Разводные Мосты89.00 ₽

Глава 3: Глава 3. «Грифоны»

Глава 3. «Грифоны»

Тая родилась в июле, в самую жару — тридцать два градуса, белые ночи, и город за окном роддома плавился.

Она была маленькая, красная, с закрытыми глазами и кулачками, сжатыми так плотно, будто уже решила не отдавать ничего, что попадёт ей в руки. Я держала её и не могла понять, что чувствую, — потому что то, что я чувствовала, не влезало в слова. Какое-то расширение: как будто внутри меня до этого момента была комната, а теперь стала квартира, а через минуту — дом, а через час — целый квартал, и в каждом углу этого квартала жил страх, и в каждом другом — такая острая, невыносимая нежность, что хотелось зажмуриться.

Герман приехал через час. Вошёл, посмотрел на Таю, потом на меня:

— Похожа на тебя.

Это прозвучало не как нежность. Как констатация, как строчка в акте приёмки: объект соответствует проекту. Я тогда не обратила внимания. Я тогда вообще мало на что обращала внимания, кроме Таи — её дыхания, её запаха, её крошечных пальцев, которыми она обхватила мой мизинец и не отпускала.

Первый год прошёл так, как проходят первые годы: в недосыпе, в молоке, в пелёнках, в ощущении, что время одновременно остановилось и летит. Тая не спала по ночам — кричала, требовала, затихала на двадцать минут и начинала снова. Я вставала, укачивала, пела ей — я не умела петь, но ей было всё равно, — клала обратно, ложилась, закрывала глаза — и через пятнадцать минут всё сначала.

Герман спал в другой комнате. Объяснил рационально: «Мне нужно быть в форме на работе. Один невыспавшийся родитель — допустимо. Два — катастрофа». Логика безупречна. Я не спорила. В тот год вообще не спорила ни с кем — сил не было. Силы уходили на Таю, на молоко, на попытки принять душ, пока она спит, на то чтобы не расплакаться от усталости в три часа ночи. Герман помогал — но на своих условиях: гулял с коляской по воскресеньям ровно час, купал Таю по средам и субботам — в его графике было расписано, как в проектном плане, — покупал памперсы определённой марки, той, что выбрал он, потому что «я изучил вопрос».

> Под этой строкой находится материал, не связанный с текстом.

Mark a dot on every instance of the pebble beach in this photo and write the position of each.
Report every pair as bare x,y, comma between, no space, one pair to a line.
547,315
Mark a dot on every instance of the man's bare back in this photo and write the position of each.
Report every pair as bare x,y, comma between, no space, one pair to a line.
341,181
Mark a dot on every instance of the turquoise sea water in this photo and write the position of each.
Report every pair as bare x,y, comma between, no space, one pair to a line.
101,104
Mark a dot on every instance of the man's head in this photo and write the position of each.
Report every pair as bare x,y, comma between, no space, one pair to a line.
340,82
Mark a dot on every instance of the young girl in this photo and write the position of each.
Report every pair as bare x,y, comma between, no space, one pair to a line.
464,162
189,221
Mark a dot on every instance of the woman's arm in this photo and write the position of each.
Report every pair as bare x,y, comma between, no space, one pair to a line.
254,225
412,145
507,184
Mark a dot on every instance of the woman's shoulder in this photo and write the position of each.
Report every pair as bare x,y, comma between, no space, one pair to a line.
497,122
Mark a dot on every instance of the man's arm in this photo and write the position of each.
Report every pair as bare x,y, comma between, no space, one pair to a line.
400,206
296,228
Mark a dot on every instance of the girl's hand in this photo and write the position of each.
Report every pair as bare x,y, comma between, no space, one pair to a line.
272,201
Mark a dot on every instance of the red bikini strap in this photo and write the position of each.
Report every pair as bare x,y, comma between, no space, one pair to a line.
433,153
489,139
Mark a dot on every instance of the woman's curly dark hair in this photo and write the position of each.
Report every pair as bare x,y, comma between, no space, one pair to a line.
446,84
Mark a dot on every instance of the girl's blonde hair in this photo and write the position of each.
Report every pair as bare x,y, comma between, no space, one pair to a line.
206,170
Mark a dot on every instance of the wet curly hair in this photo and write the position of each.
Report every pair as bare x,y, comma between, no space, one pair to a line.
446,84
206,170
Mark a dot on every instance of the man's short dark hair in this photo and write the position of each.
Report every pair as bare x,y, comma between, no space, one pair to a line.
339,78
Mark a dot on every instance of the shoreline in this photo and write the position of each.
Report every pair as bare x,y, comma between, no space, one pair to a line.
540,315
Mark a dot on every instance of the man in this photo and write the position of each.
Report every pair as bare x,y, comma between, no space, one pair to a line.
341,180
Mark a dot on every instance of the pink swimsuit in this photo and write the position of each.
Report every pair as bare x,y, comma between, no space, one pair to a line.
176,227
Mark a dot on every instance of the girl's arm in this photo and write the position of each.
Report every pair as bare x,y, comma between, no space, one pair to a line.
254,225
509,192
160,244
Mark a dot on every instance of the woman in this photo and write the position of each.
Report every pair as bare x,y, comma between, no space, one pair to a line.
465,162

Первые признаки я не распознала. Или распознала — но назвала другими именами.

****

Когда Тае исполнился год, Герман впервые заговорил о «Левкасе».

Мы ужинали. Тая спала в детской — чудо, которое случалось всё чаще: к году она начала засыпать раньше, и у нас появились вечера. Тихие, странные вечера на кухне, где мы сидели друг напротив друга, и я пыталась вспомнить, о чём мы говорили до Таи.

— Я думаю, тебе стоит уйти из мастерской.

Сказал, не поднимая глаз от тарелки. Тон деловой, спокойный, как на планёрке.

— Уйти?

— На время. Пока Тая маленькая. Ребёнку нужна мать, а не мать-реставратор. Ты сможешь вернуться потом.

Потом. Слово висело в воздухе. Потом — через год? Через пять? Когда Тая пойдёт в школу? Когда он разрешит?

— Я не хочу уходить. Могу перейти на полставки.

Поднял глаза. Посмотрел на меня — долго, внимательно, как смотрят на чертёж, в котором нашли ошибку.

— Полставки — это компромисс. Я не предлагал компромисс.

Пауза. Мне стало неуютно — не от слов, а от этого взгляда, от его тяжести, от того, как он сидел: откинувшись, скрестив руки, и ждал. Он всегда умел ждать. Ждал так, что ты начинала чувствовать себя виноватой за то, что не согласилась сразу.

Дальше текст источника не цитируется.